Helen Hunt has played a young sitcom wife, single-mom waitresses, a castaway's bereft girlfriend and a chauvinist's foil. No matter the role, Hunt always plays someone to whom a wide swath of moviegoers can relate. She's the woman next door, with an edge.
Her profile was highest about 10 years ago. She and co-star Paul Reiser each earned $1 million an episode for the 1999 final season of the popular sitcom "Mad About You."
After winning an Oscar for playing the single-mom waitress whom Jack Nicholson falls for in 1997's "As Good as It Gets," she played opposite Hollywood powerhouses Tom Hanks, Kevin Spacey and Mel Gibson in films that all came out in 2000.

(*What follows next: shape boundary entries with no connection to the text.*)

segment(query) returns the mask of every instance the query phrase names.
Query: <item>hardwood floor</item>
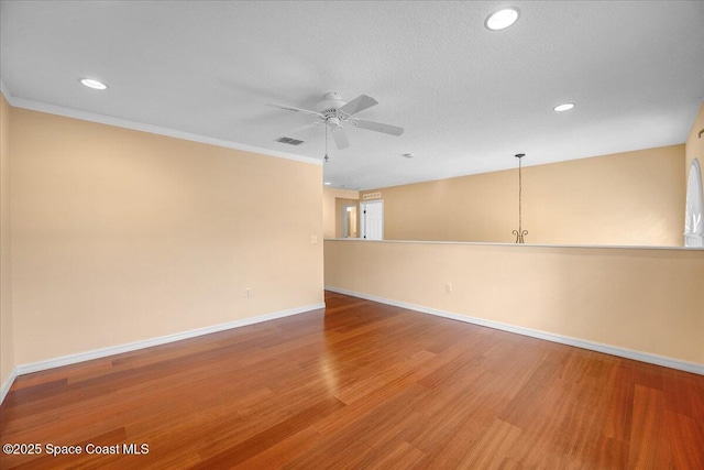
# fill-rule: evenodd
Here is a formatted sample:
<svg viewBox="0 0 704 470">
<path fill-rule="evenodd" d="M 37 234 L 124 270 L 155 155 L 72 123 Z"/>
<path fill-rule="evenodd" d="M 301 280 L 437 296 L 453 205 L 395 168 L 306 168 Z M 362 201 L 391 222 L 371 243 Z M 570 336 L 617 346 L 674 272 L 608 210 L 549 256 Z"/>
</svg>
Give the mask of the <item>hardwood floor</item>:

So where's she been lately? Working, she says, just not as often. Hunt, who will be 47 in June, has a 6-year-old daughter with her partner, Matthew Carnahan, a TV writer and producer. She's speaking in Minneapolis on Monday as part of the "SmartTalk ConnectedConversations" series.
Two years ago, Hunt directed, co-wrote and starred in the dramedy "Then She Found Me," a pet project 10 years in the making. Hunt plays April, a teacher nearing 40 with baby fever who gets distracted because her husband leaves her, her adoptive mother dies and her birth mother (Bette Midler) suddenly shows up. Reviews were not so much mixed as divided -- critics either really liked it or really didn't.
Since then, the indie film "Every Day," in which Hunt plays a woman juggling a fraying marriage with other family crises, has been received well at recent film festivals. She just finished shooting "Soul Surfer," playing the mother of a character based on real-life surfer Bethany Hamilton, who went back out on her board after losing an arm to a shark.
Q Do you surf?
A I just started about six years ago. That and playing the guitar were two things I always wanted to do, but I was working too much in my earlier life. With surfing, you really just have to get out there and be willing to be humiliated.